AKP’de eskiden Erdoğan’ın önemsediği isimler olurdu ve bu, o isimleri parti içinde güçlü hale getirirdi. İlk kez parti içi organize hareket eden ve sonuç alan bir klikten söz ediliyor. Bu klik Teşkilat Başkanı Erkan Kandemir, Genel Sekreter Fatih Şahin, Tanıtım ve Medya Başkanı Hamza Dağ, Çevre Şehir ve Kültür Başkanı Çiğdem Karaaslan’dan oluşuyor. Bu ekibin kendilerine yakın en az 60 ismi milletvekili olarak parlamentoya taşıdıkları iddiası da AKP kulislerinde çok duyulmaya başlandı. Partide güçlü pozisyonlarını koruyan Efkan Ala, Ömer Çelik, Mahir Ünal ve son anda MYK’ya giren Hayati Yazıcı gibi isimlerin bu klikten hoşlanmadıkları biliniyor.

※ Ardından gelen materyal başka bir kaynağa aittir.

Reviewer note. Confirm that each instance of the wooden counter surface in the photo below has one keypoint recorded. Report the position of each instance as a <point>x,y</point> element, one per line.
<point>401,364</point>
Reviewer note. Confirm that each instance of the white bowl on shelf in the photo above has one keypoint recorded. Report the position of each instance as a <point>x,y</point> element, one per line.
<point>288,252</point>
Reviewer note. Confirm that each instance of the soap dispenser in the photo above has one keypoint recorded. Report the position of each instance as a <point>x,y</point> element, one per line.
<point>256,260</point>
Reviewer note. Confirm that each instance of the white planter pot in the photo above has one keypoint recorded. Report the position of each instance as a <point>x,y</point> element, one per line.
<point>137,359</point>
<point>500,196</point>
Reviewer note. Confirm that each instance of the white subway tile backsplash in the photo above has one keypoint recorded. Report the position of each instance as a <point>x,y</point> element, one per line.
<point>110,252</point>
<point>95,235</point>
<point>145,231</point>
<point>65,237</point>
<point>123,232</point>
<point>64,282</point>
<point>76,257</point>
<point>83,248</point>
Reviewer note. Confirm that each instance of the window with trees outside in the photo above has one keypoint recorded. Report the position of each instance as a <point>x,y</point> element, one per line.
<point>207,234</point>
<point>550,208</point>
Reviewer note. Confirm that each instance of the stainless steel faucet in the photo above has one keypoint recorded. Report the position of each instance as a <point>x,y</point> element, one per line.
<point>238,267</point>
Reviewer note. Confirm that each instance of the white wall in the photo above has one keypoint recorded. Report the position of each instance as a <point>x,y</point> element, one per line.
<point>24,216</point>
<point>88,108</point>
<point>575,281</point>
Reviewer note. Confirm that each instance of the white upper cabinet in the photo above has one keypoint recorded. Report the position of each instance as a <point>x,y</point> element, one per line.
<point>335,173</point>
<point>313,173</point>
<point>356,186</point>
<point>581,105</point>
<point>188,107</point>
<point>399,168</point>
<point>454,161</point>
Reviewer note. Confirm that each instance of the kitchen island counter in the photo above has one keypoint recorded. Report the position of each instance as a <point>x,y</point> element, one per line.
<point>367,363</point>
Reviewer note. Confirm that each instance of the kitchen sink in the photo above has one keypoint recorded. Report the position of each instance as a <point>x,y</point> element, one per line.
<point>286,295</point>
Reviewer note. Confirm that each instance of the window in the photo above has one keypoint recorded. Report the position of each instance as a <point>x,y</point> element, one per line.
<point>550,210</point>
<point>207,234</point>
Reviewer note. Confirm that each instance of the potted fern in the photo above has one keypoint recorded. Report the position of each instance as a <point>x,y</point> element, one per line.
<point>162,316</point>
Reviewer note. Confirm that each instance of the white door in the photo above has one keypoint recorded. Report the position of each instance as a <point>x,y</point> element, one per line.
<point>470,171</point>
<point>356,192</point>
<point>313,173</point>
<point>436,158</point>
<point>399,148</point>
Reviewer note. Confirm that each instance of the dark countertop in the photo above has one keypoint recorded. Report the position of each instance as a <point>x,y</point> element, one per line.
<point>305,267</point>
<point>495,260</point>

(Aslında AKP’nin MKYK’sının da eski önemi yok. Yedekler ve diğer kurullar ile birlikte yani 200’ü aşkın üye ile toplanıyor ve birkaç sunum ile geçiştiriliyor. Soru sorulmuyor, Erdoğan yönettiği için toplantıda eleştiri de dillendirilemiyor)
Süleyman Soylu’nun “rahatsız olduğunu” yazmanın haber değeri yok. Haber değeri olan bundan sonra ne yapacağı. Herkes gibi ben de bir belediye başkan adaylığı beklentisinde olduğunu tahmin ediyordum. Ama böyle bir teklifle gelinmesi halinde bunu kabul etmeyeceğini yakın çevresine açıklamış. Soylu yerel seçimler sonrasında yeni bir pozisyon almaya hazırlanıyor. Sağ seçmende var olan karşılığını azaltmadan politik geleceğine ilişkin karar verecek. MHP’ye geçme seçeneği teknik olarak zor olduğu için yeni parti seçeneği aklının bir köşesinde tahminen bulunuyor.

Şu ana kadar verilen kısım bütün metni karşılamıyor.